Getting Allocations with Static Arrays


I am trying to optimize some code and have some questions on behavior I am observing related to static arrays. I have read that if you have lots of small arrays (less than 100 elements) then static arrays are one option to increase performance of your code. Since they are stack allocated they are faster to access (I think).

I have some code where I need to create a 3-element vector in each iteration of a hot loop. Right now I have a function that looks like this (which has zero allocations)

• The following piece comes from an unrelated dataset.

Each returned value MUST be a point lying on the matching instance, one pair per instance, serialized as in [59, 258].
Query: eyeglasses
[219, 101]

function compute_coefficients!(cache_array, MyListofArgs...)
    # Compute individual elements
    a1 = ...
    a2 = ...
    a3 = ...
    # Put into cache array
    cache_array[1] = a1+a2
    cache_array[2] = a2 - a3
    cache_array[3] = a3*a2-a1

I thought this would be a good use case for a static arrays since it is a small array (maybe this is not a good use case, hoping someone can correct me if so). My initial impression was that since static arrays are stack allocated returning one should be like returning an Int or a Float64. So I tried to implement this instead

function compute_coefficients(MyListofArgs...)
    # Compute individual elements
    a1 = ...
    a2 = ...
    a3 = ...
    # Put into SVector
    tmp = SVector{3,Float64}(a1+a2, a2 - a3, a3*a2-a1)
    return tmp

Now I have checked using @allocated and the line starting with tmp = ... inside compute_coefficients does not allocate (which is consistent with my expectations). But when I call this function from one level up (from inside my loop) I do get an allocation.

function outer_func()
# Lots of code in here
# Inside a hot inner loop I am calling
    tmp = compute_coeff(MyListofArgs...) # <-- @allocated says this line allocates

What I don’t understand is why in the outer function I am getting an allocation. I saw from this post that static arrays do not guarantee a stack allocation. But I don’t understand why there is no heap allocation inside compute_coeff but there is when I call it from the outer function.

I have also tried adding type annotations to both the function output (i.e., compute_coefficients(MyListofArgs...)::SVector{3,Float64}) and the tmp in the outer function (i.e., tmp::SVector{3,Float64}) but it did not make a difference.

I think you have excluded too much of your code for us to be able to tell what is going on. Here:

for example, I can’t tell where MyListofArgs comes from. Is it a global variable? That would explain it.

You have made your example minimal, but not working. It should be a Minimal Working Example, so people can copy and run your code and analyze it. Creating an MWE can be a bit of work, but you often end up understanding your own problem better, and perhaps solve it yourself in the process.

To answer your question - there are no global arguments.

I will try to work up an MWE later today, it may be difficult as even outer_func() is nested within other function calls.

Does tmp = @SVector([a1+a2, a2 - a3, a3*a2-a1]) change anything ?

Hm - what do you mean?
I thought it was creating a new static vector and assigning it to a variable named tmp.

Maybe I misread the original post. As @DNF said your best bet here is to work out a mwe reproducing the allocations.